“Where is Dan?” It’s a question that confuses the protagonist, Dan (Varun Dhawan), as he sees Shiuli (newcomer Banita Sandhu), the young woman who asked it, lying comatose. Dan’s investigation begins and so does a journey in which he grapples with life, love, work and death, and eventually comes of age.
Shoojit Sircar’s fourth feature begins by defining the two characters and the contours of the relationship they share as two understudies at a five-star hotel. Shiuli excels at work in various departments; Dan is frustrated at being reduced to cleaning jobs. If Shiuli is the front-bencher with a goody-two-shoes demeanour, Dan is the troublemaking backbencher teasing her. They don’t despise each other, but it’s not love either.
Until Sircar and writer Juhi Chaturvedi draw attention to Shiuli’s glances, and her scant exchanges with Dan. Could there be a possibility that she has a soft spot for the not-so-perfect Dan? It’s here that Chaturvedi and Sircar take off the beaten path, albeit one scattered with the beautiful, fragrant and fleeting shiuli flowers. The flowers are a motif throughout, their presence never without significance.

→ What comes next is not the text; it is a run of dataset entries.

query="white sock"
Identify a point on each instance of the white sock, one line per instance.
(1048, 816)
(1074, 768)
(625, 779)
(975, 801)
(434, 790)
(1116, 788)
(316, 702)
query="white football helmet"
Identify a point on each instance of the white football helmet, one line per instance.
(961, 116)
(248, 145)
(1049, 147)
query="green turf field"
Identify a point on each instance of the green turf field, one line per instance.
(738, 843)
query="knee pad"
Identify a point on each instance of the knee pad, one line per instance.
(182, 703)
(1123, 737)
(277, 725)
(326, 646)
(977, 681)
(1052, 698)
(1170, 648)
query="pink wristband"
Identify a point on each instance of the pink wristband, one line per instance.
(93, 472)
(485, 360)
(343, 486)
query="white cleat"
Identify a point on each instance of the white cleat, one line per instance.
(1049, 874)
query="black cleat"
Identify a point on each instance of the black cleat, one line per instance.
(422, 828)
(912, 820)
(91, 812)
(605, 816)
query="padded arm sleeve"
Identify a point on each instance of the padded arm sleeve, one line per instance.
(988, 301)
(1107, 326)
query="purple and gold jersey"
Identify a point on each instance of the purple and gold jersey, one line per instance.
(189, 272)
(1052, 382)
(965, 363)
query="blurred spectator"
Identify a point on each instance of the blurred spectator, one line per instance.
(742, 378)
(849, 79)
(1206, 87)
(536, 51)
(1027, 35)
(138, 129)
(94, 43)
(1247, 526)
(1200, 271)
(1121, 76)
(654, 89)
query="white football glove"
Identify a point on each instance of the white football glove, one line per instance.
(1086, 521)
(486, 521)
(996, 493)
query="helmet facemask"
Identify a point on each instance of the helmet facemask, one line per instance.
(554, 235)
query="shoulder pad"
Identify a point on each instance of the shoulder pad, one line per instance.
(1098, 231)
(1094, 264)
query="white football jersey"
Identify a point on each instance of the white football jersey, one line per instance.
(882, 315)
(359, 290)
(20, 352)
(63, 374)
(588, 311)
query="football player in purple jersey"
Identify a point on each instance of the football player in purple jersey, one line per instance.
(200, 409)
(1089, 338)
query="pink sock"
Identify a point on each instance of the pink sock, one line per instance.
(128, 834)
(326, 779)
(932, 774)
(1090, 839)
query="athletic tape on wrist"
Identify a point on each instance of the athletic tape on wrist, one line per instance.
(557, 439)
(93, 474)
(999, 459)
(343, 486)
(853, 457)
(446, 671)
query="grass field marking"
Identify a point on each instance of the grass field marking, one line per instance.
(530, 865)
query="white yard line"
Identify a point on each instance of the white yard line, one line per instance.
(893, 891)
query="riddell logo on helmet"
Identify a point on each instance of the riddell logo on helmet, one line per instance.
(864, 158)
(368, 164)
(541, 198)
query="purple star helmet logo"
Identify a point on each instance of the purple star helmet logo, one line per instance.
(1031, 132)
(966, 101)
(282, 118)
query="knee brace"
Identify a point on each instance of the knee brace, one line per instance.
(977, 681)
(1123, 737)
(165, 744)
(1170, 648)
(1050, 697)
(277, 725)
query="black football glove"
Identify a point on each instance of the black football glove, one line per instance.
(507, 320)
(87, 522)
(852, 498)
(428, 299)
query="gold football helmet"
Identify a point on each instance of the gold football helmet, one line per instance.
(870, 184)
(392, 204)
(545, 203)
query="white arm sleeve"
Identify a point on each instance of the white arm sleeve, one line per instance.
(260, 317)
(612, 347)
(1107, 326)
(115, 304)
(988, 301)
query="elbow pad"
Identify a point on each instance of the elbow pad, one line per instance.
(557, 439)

The drama begins when 20-year-old Shiuli meets with a freak accident in the hotel. Dan joins her family, which includes her IIT professor mother (animator and filmmaker Gitanjali Rao), in the moment of grief, uncertainty and challenges.
Juhi Chaturvedi’s canvas on young romance takes shape primarily in the encounters at the hospital and the scenes between Dan and his friends, and what emerges is a work full of meaningful gestures, subtle details and tender loving care. October is not your straightforward love story, in that there is no guy trying to win over a girl or even the girl’s parents. Instead, its quest is to define love itself.

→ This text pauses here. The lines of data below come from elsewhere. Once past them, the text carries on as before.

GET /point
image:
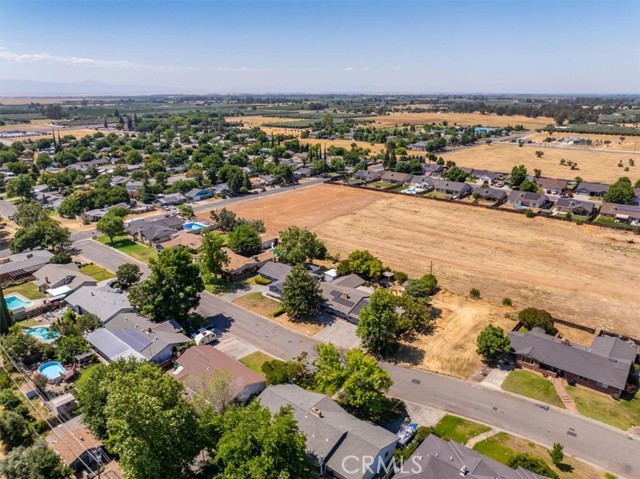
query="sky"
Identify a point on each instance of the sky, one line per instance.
(324, 46)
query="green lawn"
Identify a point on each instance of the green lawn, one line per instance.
(28, 290)
(256, 360)
(622, 414)
(97, 272)
(129, 247)
(532, 385)
(458, 429)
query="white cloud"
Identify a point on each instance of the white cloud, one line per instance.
(47, 58)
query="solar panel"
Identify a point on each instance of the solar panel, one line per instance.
(133, 338)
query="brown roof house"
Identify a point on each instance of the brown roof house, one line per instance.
(197, 365)
(604, 366)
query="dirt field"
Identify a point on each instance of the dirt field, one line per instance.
(630, 143)
(399, 119)
(584, 274)
(598, 166)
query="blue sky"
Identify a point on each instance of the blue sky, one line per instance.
(428, 46)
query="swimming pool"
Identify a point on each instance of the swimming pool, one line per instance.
(193, 225)
(51, 370)
(43, 333)
(15, 302)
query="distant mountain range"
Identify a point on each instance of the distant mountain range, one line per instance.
(10, 88)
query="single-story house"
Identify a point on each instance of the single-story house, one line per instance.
(20, 265)
(591, 189)
(552, 186)
(171, 200)
(604, 366)
(396, 177)
(489, 194)
(367, 176)
(196, 366)
(436, 458)
(333, 435)
(103, 301)
(622, 213)
(199, 194)
(453, 188)
(61, 279)
(129, 335)
(345, 297)
(573, 206)
(527, 199)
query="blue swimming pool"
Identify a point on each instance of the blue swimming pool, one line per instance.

Here, it mostly unfolds in silence or against Shantanu Moitra’s moving background score or through ordinary but layered exchanges. More importantly, love to Chaturvedi is about being there when it matters most, and not expecting much in return.
To Varun Dhawan goes the job of depicting Dan’s confusion, which blossoms into concern and then into the gradual reckoning. Those who have seen Dhawan in Humpty Sharma Ki Dulhania and Judwaa 2 are obviously in for a surprise, as they see him in a more restrained avatar. In Chaturvedi’s Dan, Dhawan gets to play one of his most complex roles, a young man who becomes too invested in a relationship with little returns. Whether it is Dan asking random questions to the hospital receptionist or making small talk with Shiuli’s nurse (Nimmi Raphael), Dhawan charms here in a largely measured performance.
There’s more to the world Chaturvedi creates. Like in her earlier films, Vicky Donor and Piku, the family plays a pivotal role here too. Chaturvedi looks at the pathos Shiuli’s family endures without melodrama, as they come to terms with a tragedy. Gitanjali Rao is poignant as the single mother taking the tough calls and making ends meet, her eyes speaking volumes as the camera lingers on her.
But then life goes on, as evident in Shiuli’s siblings who carry study work to the hospital, or in how the visits of Dan and Shiuli’s helpful but practical friends, Manjit (Sahil Vadoliya) and Isha (Isha Chaturvedi), become fewer as the hospital stint becomes longer.
Also making his presence felt in a brief role is Prateek Kapoor as Asthana, the hotel manager who is sympathetic towards Dan.
The passage of time, an essential part of the story, is captured through changing seasons in Delhi. October can make audience restless, despite the fact that Chaturvedi is able to find moments of mirth in what’s essentially a gloomy setting. There are a couple of narrative leaps that don’t add much context to Dan’s personal journey.
October reminded me most of Michael Haneke’s Amour, which centres on an ageing married couple and highlights the need for companionship, nurturing and patience to sustain a relationship. Like it, October is an affecting film, albeit the emotional rewards here are not as devastating.
Yet, in Bollywood, where romance is largely experienced through Arijit Singh songs and in a jubilant manner, October brings to us its lesser-seen, quieter and heartbreaking side, which is equally potent.